Are big pharmaceutical stocks in the midst of a turnaround?
“A turnaround could be at hand,” Cramer said Monday. “After years where the prospects for these companies kept deteriorating, they can finally look forward to a future that's brighter than the recent past.”
Investors have steered clear of these stocks because all of the major pharma companies are losing patent protection on their largest products in about a 12-month window. From 2010 to 2014, roughly $90 billion worth of branded drugs are going generic. Nevertheless, Cramer thinks these stocks are starting to rally because “this is as bad as it gets.” Big pharma stocks could continue to go higher, he said, because they are still trading at depressed price-to-earnings multiples with juicy dividend yields.
To play the resurgence in pharma, Cramer is betting on drug companies with potential blockbuster products in the pipeline that could fill the earnings void created by the patent expirations. Take Merck, for example.
The Whitehouse Station, N.J.-based company is currently developing an experimental heart drug for those with good or bad cholesterol levels. Anacetrapib essentially helps lower the “bad cholesterol” while raising “good cholesterol,” thereby reducing the chance of heart disease. Although currently in Phase III development, it could be years before it enters the marketplace.

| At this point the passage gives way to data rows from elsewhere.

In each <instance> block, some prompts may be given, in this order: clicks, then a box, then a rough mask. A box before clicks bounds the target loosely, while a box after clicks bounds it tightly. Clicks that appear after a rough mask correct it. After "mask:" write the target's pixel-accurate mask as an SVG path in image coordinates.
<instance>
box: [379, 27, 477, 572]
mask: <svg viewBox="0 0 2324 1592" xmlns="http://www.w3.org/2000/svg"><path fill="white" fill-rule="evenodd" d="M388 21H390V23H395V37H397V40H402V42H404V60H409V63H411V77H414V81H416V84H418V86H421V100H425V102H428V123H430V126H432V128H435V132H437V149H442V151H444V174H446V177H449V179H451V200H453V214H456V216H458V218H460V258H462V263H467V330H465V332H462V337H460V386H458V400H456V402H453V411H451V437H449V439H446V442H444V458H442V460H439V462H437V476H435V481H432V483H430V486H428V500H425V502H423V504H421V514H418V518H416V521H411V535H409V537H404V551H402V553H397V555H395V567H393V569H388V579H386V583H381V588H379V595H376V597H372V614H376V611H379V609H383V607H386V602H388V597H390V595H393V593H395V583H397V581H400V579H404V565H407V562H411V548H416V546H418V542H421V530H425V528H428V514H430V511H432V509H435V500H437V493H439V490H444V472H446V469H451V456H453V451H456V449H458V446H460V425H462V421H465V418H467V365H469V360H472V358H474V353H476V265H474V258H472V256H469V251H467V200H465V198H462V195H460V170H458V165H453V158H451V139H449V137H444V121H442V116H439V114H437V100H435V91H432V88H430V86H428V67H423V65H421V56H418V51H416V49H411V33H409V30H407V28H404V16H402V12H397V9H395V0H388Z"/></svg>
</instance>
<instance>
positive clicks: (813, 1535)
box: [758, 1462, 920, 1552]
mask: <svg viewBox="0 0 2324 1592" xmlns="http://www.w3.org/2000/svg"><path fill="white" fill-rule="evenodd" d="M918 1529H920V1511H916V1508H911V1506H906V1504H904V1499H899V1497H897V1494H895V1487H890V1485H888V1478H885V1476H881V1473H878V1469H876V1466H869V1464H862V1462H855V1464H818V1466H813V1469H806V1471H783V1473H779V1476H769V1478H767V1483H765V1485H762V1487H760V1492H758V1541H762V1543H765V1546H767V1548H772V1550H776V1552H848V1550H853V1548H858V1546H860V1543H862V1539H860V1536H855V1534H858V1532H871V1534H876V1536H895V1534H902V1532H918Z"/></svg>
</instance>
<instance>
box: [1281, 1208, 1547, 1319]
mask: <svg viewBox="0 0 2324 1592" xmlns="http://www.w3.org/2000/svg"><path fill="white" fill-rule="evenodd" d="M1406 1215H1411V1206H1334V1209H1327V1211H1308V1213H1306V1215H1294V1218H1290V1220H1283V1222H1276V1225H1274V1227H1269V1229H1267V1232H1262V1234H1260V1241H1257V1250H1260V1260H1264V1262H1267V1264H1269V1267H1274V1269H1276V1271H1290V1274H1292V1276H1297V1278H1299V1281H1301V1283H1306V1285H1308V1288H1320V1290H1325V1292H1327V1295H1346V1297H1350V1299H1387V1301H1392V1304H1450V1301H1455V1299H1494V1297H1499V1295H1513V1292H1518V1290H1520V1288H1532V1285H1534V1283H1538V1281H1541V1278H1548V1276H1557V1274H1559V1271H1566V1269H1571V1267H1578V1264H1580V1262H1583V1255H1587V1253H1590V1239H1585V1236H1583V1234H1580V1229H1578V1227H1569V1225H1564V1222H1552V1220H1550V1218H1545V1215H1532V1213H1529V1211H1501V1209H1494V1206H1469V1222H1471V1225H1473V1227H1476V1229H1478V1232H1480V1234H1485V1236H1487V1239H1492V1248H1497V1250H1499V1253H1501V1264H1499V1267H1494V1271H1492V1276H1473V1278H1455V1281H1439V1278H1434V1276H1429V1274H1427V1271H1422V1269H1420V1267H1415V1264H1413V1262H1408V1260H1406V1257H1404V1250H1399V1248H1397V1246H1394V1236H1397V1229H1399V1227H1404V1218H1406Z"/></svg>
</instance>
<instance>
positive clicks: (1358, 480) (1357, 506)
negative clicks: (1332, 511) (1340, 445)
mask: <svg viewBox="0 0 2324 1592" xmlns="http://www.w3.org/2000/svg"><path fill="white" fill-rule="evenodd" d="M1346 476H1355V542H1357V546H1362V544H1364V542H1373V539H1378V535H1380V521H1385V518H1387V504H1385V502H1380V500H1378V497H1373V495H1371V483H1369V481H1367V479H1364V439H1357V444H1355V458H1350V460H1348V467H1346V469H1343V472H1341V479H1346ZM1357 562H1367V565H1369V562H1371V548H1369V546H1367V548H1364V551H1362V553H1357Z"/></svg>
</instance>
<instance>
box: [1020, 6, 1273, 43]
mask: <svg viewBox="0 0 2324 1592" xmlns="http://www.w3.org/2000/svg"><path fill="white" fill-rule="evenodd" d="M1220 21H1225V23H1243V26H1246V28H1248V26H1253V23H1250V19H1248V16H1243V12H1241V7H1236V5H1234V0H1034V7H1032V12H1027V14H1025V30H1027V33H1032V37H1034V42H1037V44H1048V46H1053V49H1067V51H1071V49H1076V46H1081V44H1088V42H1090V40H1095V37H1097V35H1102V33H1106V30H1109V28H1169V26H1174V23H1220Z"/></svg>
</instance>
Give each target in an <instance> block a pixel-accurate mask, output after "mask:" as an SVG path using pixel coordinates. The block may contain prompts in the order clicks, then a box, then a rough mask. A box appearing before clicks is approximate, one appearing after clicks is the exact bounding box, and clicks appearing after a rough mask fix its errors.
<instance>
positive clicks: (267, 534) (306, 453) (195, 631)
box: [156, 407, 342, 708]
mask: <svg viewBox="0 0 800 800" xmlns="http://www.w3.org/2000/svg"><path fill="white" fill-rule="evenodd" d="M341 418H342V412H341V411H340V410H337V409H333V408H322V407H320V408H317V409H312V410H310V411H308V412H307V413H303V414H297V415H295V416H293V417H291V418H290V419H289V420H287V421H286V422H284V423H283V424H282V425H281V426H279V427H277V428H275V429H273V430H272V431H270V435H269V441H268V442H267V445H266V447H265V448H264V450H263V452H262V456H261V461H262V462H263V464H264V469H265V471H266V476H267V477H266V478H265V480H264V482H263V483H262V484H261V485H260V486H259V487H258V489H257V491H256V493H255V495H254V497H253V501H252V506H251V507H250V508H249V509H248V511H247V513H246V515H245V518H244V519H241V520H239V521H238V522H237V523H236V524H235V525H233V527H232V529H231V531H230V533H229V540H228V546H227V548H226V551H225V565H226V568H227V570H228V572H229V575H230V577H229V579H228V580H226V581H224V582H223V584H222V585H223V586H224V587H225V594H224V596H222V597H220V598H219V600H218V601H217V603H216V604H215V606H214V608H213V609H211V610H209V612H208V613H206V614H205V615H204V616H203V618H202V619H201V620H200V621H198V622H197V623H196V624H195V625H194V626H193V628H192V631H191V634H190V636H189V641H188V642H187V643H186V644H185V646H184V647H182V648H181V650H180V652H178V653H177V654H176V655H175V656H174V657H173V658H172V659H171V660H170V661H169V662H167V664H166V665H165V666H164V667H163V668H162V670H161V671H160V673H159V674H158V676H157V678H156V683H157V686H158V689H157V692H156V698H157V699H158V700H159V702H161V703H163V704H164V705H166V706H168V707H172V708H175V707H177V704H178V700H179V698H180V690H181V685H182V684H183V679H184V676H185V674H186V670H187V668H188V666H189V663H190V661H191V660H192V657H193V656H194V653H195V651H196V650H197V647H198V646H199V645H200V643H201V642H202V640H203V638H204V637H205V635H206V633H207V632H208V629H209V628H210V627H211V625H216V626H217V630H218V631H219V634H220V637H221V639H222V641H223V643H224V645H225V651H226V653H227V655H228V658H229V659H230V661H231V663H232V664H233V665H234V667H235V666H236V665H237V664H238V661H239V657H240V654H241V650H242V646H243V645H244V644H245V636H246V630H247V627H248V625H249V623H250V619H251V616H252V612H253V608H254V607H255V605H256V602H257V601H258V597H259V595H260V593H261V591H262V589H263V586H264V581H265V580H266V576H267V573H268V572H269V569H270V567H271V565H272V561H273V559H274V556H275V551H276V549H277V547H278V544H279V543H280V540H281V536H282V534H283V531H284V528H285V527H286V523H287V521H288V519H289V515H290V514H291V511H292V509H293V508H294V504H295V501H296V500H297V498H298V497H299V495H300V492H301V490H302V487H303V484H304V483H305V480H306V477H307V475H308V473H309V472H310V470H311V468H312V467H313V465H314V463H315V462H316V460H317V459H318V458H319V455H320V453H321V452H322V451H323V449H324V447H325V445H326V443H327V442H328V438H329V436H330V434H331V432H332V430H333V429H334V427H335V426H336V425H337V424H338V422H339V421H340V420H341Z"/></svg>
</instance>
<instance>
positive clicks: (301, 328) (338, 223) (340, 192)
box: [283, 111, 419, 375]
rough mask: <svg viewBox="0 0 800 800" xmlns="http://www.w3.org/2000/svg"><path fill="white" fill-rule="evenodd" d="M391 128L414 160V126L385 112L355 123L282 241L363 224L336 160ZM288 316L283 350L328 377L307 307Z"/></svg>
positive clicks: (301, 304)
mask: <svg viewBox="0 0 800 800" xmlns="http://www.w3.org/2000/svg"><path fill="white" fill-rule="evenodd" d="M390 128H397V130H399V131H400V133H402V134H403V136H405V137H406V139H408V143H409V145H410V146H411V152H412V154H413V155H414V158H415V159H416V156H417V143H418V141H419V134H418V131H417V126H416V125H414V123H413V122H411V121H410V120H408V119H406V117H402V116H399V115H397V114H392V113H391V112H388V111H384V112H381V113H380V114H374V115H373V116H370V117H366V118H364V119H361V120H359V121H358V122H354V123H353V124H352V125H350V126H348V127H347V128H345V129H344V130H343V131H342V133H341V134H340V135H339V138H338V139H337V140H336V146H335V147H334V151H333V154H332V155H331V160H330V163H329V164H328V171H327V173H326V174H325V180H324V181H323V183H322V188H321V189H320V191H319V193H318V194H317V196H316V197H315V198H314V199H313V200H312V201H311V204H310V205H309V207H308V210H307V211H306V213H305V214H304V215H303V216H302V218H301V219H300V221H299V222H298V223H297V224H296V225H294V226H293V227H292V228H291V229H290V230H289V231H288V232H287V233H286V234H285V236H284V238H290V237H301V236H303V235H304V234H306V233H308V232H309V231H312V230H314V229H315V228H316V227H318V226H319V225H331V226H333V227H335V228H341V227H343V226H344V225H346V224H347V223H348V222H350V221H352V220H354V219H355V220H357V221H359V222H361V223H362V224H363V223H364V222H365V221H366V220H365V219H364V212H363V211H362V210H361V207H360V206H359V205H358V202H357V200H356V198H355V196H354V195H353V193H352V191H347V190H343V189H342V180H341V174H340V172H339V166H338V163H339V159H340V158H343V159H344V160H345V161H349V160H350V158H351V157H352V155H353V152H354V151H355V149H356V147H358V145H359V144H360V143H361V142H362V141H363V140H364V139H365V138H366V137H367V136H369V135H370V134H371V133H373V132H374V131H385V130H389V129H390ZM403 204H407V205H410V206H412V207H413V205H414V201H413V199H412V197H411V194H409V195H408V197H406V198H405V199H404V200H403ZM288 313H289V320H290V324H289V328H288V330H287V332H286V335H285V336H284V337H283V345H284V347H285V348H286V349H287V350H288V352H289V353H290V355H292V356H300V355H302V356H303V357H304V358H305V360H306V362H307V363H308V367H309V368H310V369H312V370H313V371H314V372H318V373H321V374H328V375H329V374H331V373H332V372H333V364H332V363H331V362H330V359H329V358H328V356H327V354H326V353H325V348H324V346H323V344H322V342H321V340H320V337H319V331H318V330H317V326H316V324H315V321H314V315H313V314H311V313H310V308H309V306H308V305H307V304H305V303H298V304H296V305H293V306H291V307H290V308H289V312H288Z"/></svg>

When it finally does hit the market, though, Cramer thinks it could potentially generate up to $10 billion in annual sales for Merck. In the meantime, investors can enjoy a 4.3 percent dividend yield.
In 2010, Merck lost patent protection on two hypertension drugs and will lose protection on an asthma and allergy drug later this year. Cramer thinks it should still be able to deliver steady growth over the next five years, though, thanks to a slate of recently released blockbusters that address everything from diabetes to HIV.
Bottom line: Cramer thinks the worst is over for many big pharma names, so he thinks it’s a good time to buy Merck.